Thanks to decades of inaction, climate change is now an inevitable reality. However, there is still time to mitigate the brunt of the damage, and in the face of overwhelming scientific evidence, we must be bold. That’s why, as mayor, I’ve set an ambitious (but achievable!) goal for our city to be carbon-neutral by the time it’s already too late.

The time for action is now, and by now, I mean twenty to thirty-five years from now. The window to push this back is rapidly closing. I fear that history will look back and ask us why we didn’t delay acting any sooner. That’s why my administration is committed to doing everything we can to kick the can down the road and tackle this looming existential threat at some vague point in the future.

The science is clear: to meet our climate goals, we need to radically transform both our societal infrastructure and our individual behaviors. And since we’re not willing to do that, the hope is that someday, when it’s one hundred thirty degrees in the middle of March, we will. In the meantime, we’re just going to stay the course as the oil and gas industry continues to see record profits from exciting new products like inner-city fracking and zero-use plastics.

But what our plan lacks in urgency, it makes up for in acronyms. Much like the billionaires who are responsible for climate change, we’re going to SPACE:

  • Slowly ween ourselves off fossil fuels by continuing to burn them at the same rate for the next dozen years
  • Pray for some new miracle carbon-capture technology to bail us out
  • Ask if we can redefine the term “carbon-neutral” to mean something like 1, 2, or 80 percent carbon emissions
  • Call our existing energy grid “green” and hope no one notices
  • Elect Republicans that can come in and throw these half-assed plans in the garbage so we don’t have to feel responsible for the horrors to come

Reaching these climate goals, as far off and inadequate as they may be, is not going to be easy.
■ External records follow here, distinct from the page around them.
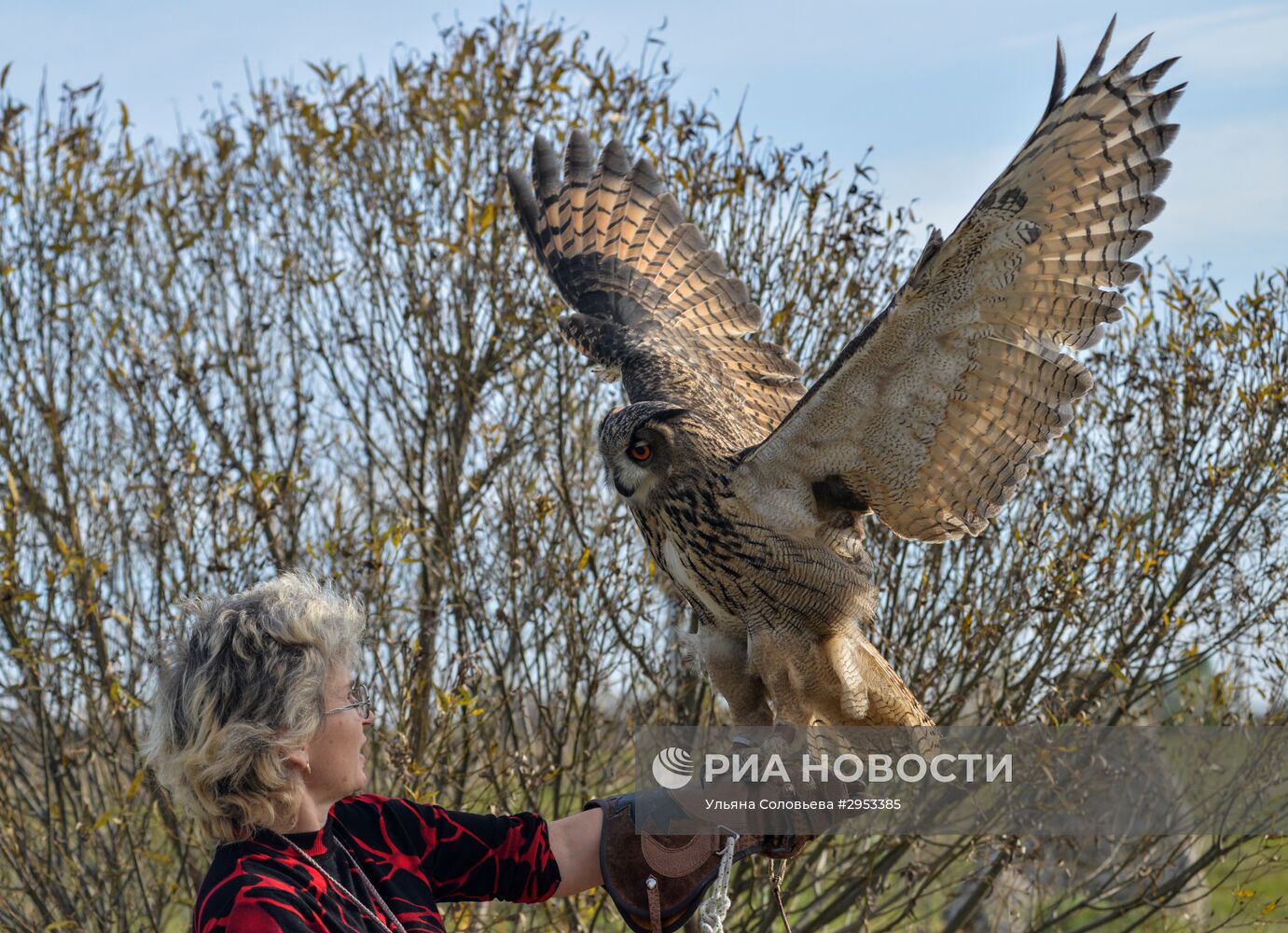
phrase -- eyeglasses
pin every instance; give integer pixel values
(361, 697)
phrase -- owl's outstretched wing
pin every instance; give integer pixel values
(649, 299)
(934, 412)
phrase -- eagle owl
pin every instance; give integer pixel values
(751, 490)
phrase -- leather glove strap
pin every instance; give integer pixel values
(658, 882)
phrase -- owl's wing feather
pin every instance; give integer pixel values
(649, 298)
(934, 412)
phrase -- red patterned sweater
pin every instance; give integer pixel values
(415, 856)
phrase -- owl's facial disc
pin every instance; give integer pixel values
(636, 446)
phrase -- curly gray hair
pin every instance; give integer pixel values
(242, 689)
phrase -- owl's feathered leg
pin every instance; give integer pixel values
(726, 659)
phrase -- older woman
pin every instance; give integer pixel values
(257, 732)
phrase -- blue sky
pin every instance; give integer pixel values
(944, 93)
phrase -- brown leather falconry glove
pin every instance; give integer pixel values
(658, 881)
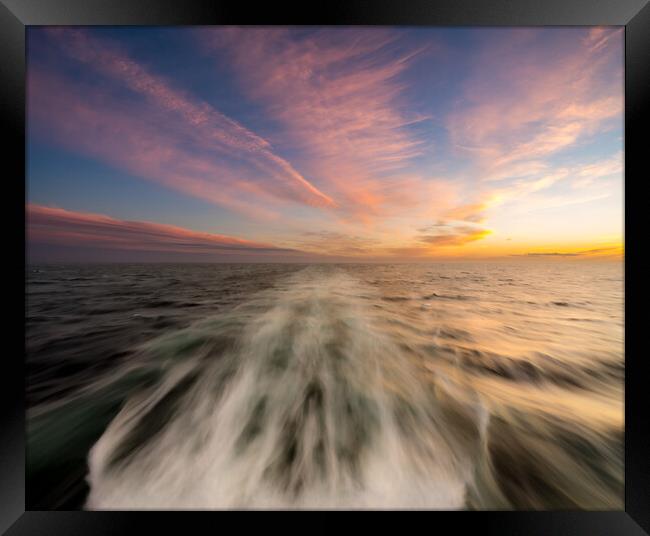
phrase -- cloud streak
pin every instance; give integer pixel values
(57, 226)
(189, 145)
(339, 96)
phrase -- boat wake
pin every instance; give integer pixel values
(294, 399)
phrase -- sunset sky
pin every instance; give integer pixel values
(368, 144)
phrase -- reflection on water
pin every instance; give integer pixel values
(495, 386)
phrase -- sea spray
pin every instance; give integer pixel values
(320, 409)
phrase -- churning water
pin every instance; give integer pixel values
(484, 386)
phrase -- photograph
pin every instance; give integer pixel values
(325, 267)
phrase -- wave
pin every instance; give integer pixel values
(292, 400)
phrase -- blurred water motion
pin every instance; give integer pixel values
(479, 385)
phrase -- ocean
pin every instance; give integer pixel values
(440, 386)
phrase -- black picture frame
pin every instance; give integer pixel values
(16, 15)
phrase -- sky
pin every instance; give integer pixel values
(316, 144)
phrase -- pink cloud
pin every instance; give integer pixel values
(339, 96)
(142, 137)
(525, 103)
(56, 226)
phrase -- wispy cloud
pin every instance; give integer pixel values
(57, 226)
(616, 250)
(168, 136)
(338, 94)
(443, 234)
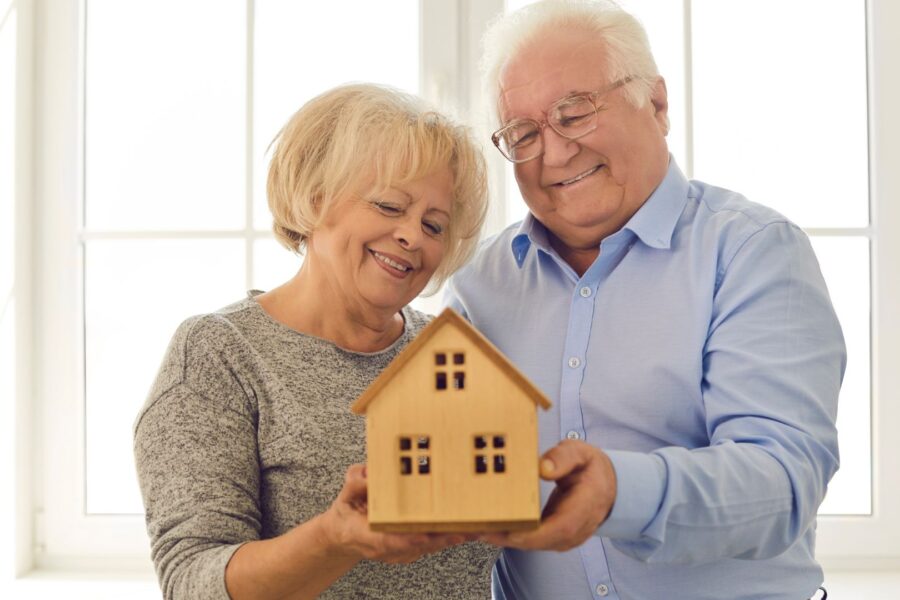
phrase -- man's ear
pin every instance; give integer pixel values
(659, 98)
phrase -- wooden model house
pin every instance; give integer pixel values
(451, 435)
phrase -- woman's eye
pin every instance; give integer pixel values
(388, 209)
(433, 228)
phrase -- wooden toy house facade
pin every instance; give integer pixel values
(451, 430)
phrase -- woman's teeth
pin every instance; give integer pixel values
(390, 262)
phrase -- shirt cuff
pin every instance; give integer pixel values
(640, 484)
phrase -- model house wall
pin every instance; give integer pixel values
(452, 436)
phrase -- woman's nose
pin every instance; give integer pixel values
(408, 234)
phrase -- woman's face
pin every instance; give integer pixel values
(378, 252)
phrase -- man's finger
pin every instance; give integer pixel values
(564, 458)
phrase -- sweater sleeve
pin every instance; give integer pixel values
(196, 453)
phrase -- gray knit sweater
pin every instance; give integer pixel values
(246, 433)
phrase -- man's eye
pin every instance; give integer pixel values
(573, 120)
(520, 141)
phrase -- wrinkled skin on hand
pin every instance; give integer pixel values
(582, 500)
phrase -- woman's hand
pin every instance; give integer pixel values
(345, 529)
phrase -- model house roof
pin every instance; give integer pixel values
(449, 318)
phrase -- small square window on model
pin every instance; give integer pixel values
(451, 436)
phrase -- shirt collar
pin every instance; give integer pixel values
(654, 223)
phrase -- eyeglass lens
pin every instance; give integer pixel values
(571, 118)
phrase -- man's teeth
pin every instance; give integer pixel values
(580, 177)
(388, 261)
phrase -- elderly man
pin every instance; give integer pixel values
(684, 333)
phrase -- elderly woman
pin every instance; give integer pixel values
(246, 449)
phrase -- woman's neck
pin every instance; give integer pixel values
(310, 305)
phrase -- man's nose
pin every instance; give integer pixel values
(558, 150)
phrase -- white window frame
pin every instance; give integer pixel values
(52, 531)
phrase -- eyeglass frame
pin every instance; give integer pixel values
(592, 97)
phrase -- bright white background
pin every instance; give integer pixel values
(132, 168)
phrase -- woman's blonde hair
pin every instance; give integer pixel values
(363, 138)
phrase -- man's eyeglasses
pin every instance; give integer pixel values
(570, 117)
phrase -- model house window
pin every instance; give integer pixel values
(486, 448)
(457, 372)
(415, 455)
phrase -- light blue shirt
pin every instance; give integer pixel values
(701, 351)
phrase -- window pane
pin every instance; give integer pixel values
(305, 48)
(273, 264)
(784, 121)
(165, 114)
(845, 265)
(136, 294)
(7, 154)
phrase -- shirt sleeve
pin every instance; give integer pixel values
(197, 466)
(772, 369)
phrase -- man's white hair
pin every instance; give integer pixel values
(627, 48)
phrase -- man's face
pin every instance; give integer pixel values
(583, 190)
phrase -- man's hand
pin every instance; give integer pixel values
(584, 495)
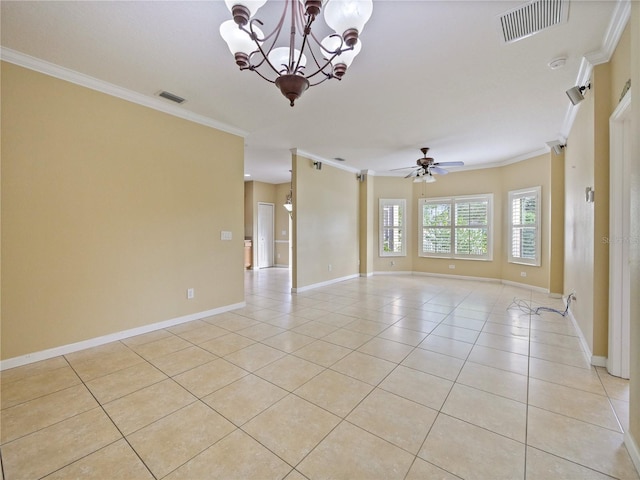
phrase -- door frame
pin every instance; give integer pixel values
(618, 358)
(257, 239)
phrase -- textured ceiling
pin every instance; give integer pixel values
(431, 73)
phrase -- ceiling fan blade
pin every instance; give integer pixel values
(438, 170)
(450, 164)
(402, 168)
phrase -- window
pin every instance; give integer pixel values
(524, 226)
(392, 228)
(456, 227)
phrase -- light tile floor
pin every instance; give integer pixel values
(391, 377)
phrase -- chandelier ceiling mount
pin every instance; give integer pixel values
(296, 61)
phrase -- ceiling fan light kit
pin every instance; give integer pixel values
(277, 60)
(427, 167)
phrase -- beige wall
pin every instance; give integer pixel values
(579, 216)
(110, 211)
(282, 222)
(367, 229)
(556, 227)
(499, 181)
(533, 172)
(394, 188)
(634, 391)
(326, 223)
(586, 269)
(255, 193)
(620, 65)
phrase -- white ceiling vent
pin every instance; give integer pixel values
(533, 17)
(171, 96)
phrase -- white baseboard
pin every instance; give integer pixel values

It’s on all of us to act. For our city to become carbon-neutral, the poor will have to rethink their consumption habits. They will have to eat less (if any) meat, take shorter (if any) showers, and find work within walking distance of their tiny, unventilated homes.

Even the wealthy will have to make some changes to reduce their carbon footprint. Ocean dumping will be limited to Mondays, Wednesdays, and Fridays. Private jets and super yachts will need to be retrofitted with at least one solar panel (even if it’s just for show). Personal assistants, nannies, and other assorted help will need to start biking to work, so make sure you tell them to wake up earlier.

They say the best time to plant a tree was twenty years ago, but the second-best time is now. Our climate plan hinges on the third-best time—when the idea of a living tree is a distant memory. I have a vision for our city’s future. I see a day when millions of climate refugees shuttle the rich around in zero-emission electric vehicles. I see a day when we fight the constant wildfires with 100 percent recycled water. I see a day when we can all stand together united under our blood-red sky. I see a day when there are no more red states and blue states, but rather one nation, submerged entirely underwater.